For the purposes of this examination, let's set aside the fact that you can find reliable clinical research that shows that tobacco smokers cost the insurance industry less over their lifetimes than svelte nonsmokers do. This is simply due to the fact that we tend to die sooner. But that's a matter of insurance industry/government/pharmaceutical hijinx, to possibly discuss another time.
That aside, the item I'm bringing forward today is how the issue of lying smokers should be pursued by Whirlpool Corp.(NYSE: WHR). I'll not take issue against Whirlpool's insurance plan demanding a different level of premium payment from smokers. I'll not take issue against Whirlpool asking smokers to document their participation in the addiction. I'll not take issue against Whirlpool taking action against smokers who lied when claiming that they don't smoke. What I do argue against is the ludicrous notion that Whirlpool employees have turned on one another.
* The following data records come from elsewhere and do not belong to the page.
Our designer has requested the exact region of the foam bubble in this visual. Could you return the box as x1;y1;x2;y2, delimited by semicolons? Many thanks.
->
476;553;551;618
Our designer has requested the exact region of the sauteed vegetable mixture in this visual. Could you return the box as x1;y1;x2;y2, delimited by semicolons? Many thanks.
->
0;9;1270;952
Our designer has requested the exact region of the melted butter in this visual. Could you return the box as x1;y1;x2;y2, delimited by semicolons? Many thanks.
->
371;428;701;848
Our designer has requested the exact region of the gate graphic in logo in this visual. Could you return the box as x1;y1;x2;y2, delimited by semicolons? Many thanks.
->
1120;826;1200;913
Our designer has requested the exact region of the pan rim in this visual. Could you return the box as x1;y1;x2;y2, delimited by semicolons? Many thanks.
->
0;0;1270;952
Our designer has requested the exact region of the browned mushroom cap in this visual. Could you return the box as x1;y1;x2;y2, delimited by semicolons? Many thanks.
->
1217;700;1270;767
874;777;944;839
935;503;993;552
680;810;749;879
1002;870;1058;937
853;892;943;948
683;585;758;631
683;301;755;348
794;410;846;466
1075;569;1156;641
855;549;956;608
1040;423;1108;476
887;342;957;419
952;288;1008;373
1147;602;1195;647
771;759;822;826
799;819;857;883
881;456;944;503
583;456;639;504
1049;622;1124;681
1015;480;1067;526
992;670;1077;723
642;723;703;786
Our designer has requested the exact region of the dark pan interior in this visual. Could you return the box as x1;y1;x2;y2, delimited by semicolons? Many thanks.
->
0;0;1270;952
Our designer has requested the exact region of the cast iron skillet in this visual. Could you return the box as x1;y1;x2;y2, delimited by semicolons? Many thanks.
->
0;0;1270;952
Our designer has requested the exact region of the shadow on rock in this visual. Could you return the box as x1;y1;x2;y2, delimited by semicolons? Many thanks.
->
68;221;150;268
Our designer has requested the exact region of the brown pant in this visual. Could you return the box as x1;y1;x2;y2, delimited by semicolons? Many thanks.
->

It appears that's what the company expects us to believe.
Whirlpool management wants you to believe that they had 39 instances of one employee reporting another for serving their nicotine addiction in violation of what should be a confidential declaration of status. Whirlpool expects you to believe that these company "rats" know which smokers lied on their paper work and which didn't. Whirlpool expects you to believe that all policy violators are of hourly status and that violations by management staff either don't exist or aren't yet worth pursuing. Whirlpool expects us to believe that the company itself wasn't at the root of this all.